18 §5: Interpretation of Contracts (1 of 7)
Plain language laws have helped to alleviate disputes on the legal meaning and effect of a contract. “Plain Meaning” Rule: A court will enforce a contract according to its obvious terms when it is clear and unequivocal. 

19 Interpretation of Contracts (2 of 7)
Ambiguity: A contract is unclear or ambiguous when: The parties’ intent cannot be determined from the contract’s language. The contract lacks a provision on a disputed term. A term is susceptible to more than one interpretation. When there is uncertainty about a provision.

20 Interpretation of Contracts (3 of 7)
Extrinsic Evidence: A court may interpret ambiguous terms against the party who drafted the term, or consider extrinsic evidence. When a contract is clear and unambiguous, a court cannot consider extrinsic evidence. CASE Wagner v. Columbia Pictures Industries, Inc. (2004).
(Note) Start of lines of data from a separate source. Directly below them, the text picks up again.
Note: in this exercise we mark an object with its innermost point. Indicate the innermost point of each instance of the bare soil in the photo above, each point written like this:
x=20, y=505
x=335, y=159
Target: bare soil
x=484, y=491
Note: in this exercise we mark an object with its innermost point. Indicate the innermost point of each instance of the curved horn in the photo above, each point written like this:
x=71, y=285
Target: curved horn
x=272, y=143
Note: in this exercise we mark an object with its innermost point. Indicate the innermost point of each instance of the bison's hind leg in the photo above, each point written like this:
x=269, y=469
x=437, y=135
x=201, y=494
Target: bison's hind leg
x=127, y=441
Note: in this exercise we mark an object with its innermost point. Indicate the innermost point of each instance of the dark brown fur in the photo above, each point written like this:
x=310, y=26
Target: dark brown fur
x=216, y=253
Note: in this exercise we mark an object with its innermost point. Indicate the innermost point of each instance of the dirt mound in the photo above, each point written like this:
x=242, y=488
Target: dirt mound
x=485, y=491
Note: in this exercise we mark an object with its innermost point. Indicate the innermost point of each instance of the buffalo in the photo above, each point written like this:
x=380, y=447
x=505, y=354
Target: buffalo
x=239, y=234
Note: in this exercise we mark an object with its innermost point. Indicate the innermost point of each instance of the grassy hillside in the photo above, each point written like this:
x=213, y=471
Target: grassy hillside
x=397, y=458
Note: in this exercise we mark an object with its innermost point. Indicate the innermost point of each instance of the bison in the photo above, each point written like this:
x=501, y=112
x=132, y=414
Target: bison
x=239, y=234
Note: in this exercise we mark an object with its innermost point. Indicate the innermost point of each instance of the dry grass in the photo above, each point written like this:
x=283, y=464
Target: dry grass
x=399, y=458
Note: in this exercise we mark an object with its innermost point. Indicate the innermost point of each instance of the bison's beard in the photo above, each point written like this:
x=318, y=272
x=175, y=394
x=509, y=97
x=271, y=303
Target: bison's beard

21 Interpretation of Contracts (4 of 7)
Other Rules of Interpretation: A reasonable, lawful, and effective meaning will be given to all of a contract’s terms as much as possible. Contracts are interpreted as a whole. Terms that are negotiated separately are given greater weight than standardized terms. 

22 Interpretation of Contracts (5 of 7)
Other Rules of Interpretation: Words will be given their ordinary, commonly accepted meanings. Specific wording given greater weight than general language. Written or typewritten given greater weight than preprinted. 

23 Interpretation of Contracts (6 of 7)
Other Rules of Interpretation: Ambiguous terms will be interpreted against the drafter. Trade usage, prior dealing, and course of performance can be used to clarify the contract. 

24 Interpretation of Contracts (7 of 7)
Other Rules of Interpretation: Express terms are given the greatest weight, followed by course of performance, course of dealing, and custom and usage of trade—in that order.